Education

Beloved late actor, Fox News star honored among notable SC public school grads

Chadwick Boseman. The late 42 star joined the MCU in the 2016 Captain America film, then landed his own in 2018 and starred in both Avengers: Infinity War and Avengers: Endgame.
Chadwick Boseman. The late 42 star joined the MCU in the 2016 Captain America film, then landed his own in 2018 and starred in both Avengers: Infinity War and Avengers: Endgame. Film Frame/Marvel Studios 2018

Late movie star Chadwick Boseman and Fox News host Ainsley Earhardt will be among several people honored at the South Carolina Foundation for Educational Leadership gala in April.

Both are graduates of South Carolina high schools.

Boseman, who died at age 43 in 2020 of colon cancer, was a graduate of T.L. Hanna High School in Anderson District Five. He is perhaps best known as playing the lead role in “Black Panther,” the first African American actor to headline a Marvel Cinematic Universe film.

In 2021, he was awarded a posthumous Golden Globe Award for Best Actor-Motion Picture Drama and a Screen Actors Guild Award for best actor in a lead role.

Earhardt, 46, is the co-host of FOX News Channel’s FOX & Friends and FOX & Friends’ After the Show.

She graduated from Spring Valley High School in Columbia’s Richland 2 school district. Earhardt began her news career with CBS affiliate WLTX in Columbia.

Also honored as a South Carolina high school graduate will be Dr. Gerald Harmon, a family medicine specialist at Tidelands Health and a retired major general in U.S. Air Force. He graduated from Newberry High School. He is president of the American Medical Association.

Also to be honored are the 2022 South Carolina Educator Hall of Fame inductees, Annie E. Hanberry, Stephen W. Hefner and Walter L. Tobin.

Hanberry, a posthumous award for the Booker T. Washington High School graduate was the first African American female principal in South Carolina.

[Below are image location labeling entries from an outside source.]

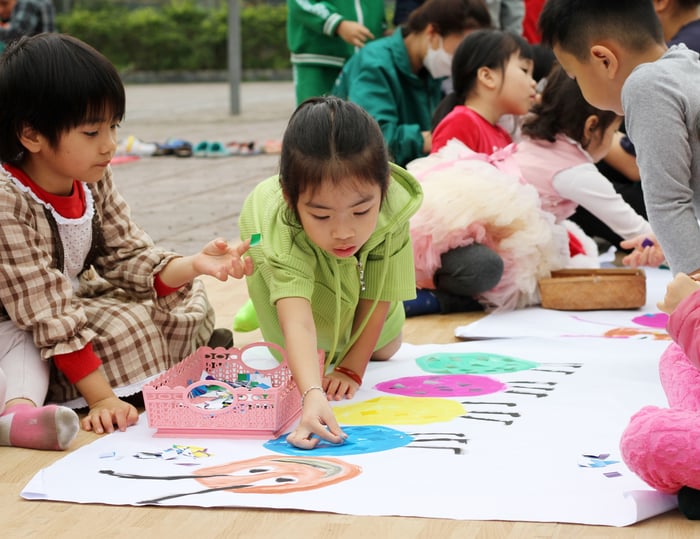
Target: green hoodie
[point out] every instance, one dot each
(288, 264)
(312, 25)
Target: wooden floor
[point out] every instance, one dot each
(21, 518)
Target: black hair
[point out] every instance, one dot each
(563, 110)
(330, 139)
(449, 16)
(53, 83)
(574, 25)
(687, 4)
(482, 48)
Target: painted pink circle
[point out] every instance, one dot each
(656, 320)
(445, 385)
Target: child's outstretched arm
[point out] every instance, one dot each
(106, 409)
(218, 259)
(317, 416)
(646, 252)
(343, 382)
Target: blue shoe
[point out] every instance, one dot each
(218, 149)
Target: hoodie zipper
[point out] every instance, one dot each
(361, 273)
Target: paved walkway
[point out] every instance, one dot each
(185, 202)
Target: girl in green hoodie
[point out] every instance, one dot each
(335, 261)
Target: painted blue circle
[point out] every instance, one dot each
(361, 439)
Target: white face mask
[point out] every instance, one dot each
(438, 62)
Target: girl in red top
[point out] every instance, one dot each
(492, 77)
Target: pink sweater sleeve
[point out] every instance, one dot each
(684, 327)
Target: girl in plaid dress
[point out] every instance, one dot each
(90, 308)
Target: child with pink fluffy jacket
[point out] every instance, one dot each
(662, 445)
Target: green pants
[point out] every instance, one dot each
(313, 80)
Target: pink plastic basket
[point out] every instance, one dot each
(173, 409)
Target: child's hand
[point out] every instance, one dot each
(106, 413)
(221, 260)
(339, 386)
(354, 33)
(647, 252)
(316, 418)
(677, 290)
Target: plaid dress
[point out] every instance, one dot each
(136, 334)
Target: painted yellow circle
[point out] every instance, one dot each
(392, 410)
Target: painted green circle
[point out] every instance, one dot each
(472, 363)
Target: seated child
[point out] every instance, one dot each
(492, 78)
(661, 444)
(90, 309)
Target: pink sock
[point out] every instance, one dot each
(46, 427)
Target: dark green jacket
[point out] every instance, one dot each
(311, 27)
(379, 79)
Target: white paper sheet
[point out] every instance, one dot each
(536, 448)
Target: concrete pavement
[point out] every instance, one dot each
(185, 202)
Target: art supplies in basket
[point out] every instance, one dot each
(594, 289)
(216, 392)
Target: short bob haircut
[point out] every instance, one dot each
(574, 25)
(482, 48)
(54, 83)
(330, 139)
(563, 110)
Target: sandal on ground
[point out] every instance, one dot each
(177, 147)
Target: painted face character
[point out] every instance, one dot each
(260, 475)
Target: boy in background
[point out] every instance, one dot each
(617, 53)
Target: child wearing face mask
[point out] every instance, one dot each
(398, 79)
(491, 77)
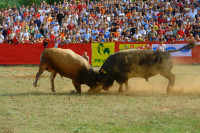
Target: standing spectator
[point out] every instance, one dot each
(52, 37)
(152, 33)
(161, 46)
(86, 36)
(60, 16)
(85, 56)
(175, 30)
(137, 34)
(4, 32)
(180, 32)
(95, 33)
(142, 31)
(38, 22)
(70, 26)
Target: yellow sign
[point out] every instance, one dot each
(101, 51)
(134, 46)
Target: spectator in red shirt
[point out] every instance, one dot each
(52, 37)
(70, 26)
(180, 32)
(16, 39)
(162, 20)
(160, 31)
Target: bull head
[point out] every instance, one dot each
(105, 79)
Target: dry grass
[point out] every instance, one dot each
(145, 108)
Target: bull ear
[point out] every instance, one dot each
(103, 71)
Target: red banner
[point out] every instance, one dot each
(30, 53)
(195, 58)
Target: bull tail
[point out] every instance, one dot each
(42, 54)
(186, 47)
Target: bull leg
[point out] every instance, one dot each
(41, 70)
(77, 87)
(120, 88)
(171, 77)
(52, 76)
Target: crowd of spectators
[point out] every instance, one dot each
(87, 21)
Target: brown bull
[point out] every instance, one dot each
(67, 64)
(138, 63)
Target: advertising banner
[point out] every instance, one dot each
(182, 53)
(134, 46)
(30, 53)
(101, 51)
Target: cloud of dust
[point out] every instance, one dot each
(185, 83)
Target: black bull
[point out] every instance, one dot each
(138, 63)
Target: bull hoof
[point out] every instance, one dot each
(120, 92)
(35, 84)
(94, 91)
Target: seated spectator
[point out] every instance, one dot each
(16, 39)
(73, 40)
(197, 38)
(10, 40)
(68, 40)
(178, 38)
(153, 39)
(102, 39)
(171, 39)
(1, 39)
(86, 36)
(140, 39)
(142, 31)
(133, 39)
(168, 33)
(52, 37)
(161, 46)
(37, 35)
(137, 34)
(180, 32)
(46, 41)
(190, 38)
(152, 33)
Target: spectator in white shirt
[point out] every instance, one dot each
(142, 31)
(137, 34)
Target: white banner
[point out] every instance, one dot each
(175, 47)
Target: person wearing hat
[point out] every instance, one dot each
(161, 46)
(95, 32)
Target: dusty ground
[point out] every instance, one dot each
(144, 108)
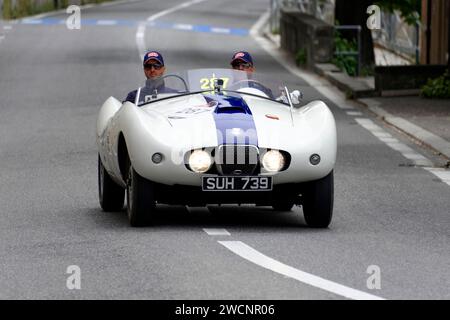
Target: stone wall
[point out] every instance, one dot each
(300, 32)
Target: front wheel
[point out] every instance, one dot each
(140, 199)
(111, 195)
(318, 202)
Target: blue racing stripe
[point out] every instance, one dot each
(234, 121)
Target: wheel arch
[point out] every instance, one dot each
(122, 156)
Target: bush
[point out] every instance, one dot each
(301, 58)
(347, 63)
(437, 88)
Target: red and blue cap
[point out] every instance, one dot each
(242, 55)
(153, 55)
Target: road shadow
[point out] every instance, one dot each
(229, 216)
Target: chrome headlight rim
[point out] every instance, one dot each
(273, 161)
(199, 161)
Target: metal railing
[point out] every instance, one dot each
(398, 36)
(321, 9)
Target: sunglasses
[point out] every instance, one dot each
(149, 66)
(243, 65)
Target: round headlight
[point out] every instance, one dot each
(273, 161)
(157, 157)
(200, 161)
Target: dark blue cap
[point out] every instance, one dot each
(153, 55)
(242, 55)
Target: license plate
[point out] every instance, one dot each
(224, 183)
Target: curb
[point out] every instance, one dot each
(434, 142)
(441, 146)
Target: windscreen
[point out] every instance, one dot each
(206, 81)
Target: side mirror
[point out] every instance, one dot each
(296, 96)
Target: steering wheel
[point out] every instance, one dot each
(235, 85)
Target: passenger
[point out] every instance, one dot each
(154, 69)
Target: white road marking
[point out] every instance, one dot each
(388, 140)
(140, 33)
(106, 22)
(220, 30)
(216, 232)
(354, 113)
(252, 255)
(183, 26)
(32, 21)
(381, 134)
(441, 173)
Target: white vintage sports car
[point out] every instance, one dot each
(216, 136)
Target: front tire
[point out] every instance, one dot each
(283, 204)
(318, 202)
(140, 199)
(111, 195)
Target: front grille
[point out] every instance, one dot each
(237, 159)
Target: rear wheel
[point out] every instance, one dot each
(111, 195)
(318, 202)
(140, 199)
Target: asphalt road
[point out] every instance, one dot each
(52, 83)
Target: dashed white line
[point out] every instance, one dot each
(106, 22)
(354, 113)
(441, 173)
(33, 21)
(256, 257)
(216, 232)
(381, 134)
(183, 26)
(220, 30)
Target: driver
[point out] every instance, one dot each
(243, 61)
(153, 69)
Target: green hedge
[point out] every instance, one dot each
(437, 88)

Hefner is a graduate of Qulin High School in Missouri and he worked in public education for 46 years. He served as superintendent for the Richland 2 and Lexington-Richland 5 school districts in the Midlands. In fact, Hefner is now embroiled in a legal controversy with current Lexington-Richland 5 leaders after he raised concerns about how the district recently handled the search for an interim superintendent.

Tobin, a graduate of Macedonia High School in Barnwell County, served over 50 years in public education as a teacher, counselor, principal, superintendent and interim superintendent.

The South Carolina Foundation for Educational Leadership is the South Carolina Association of School Administrators’ (SCASA) non-profit arm.

The fourth annual gala will be held on Friday, April 22.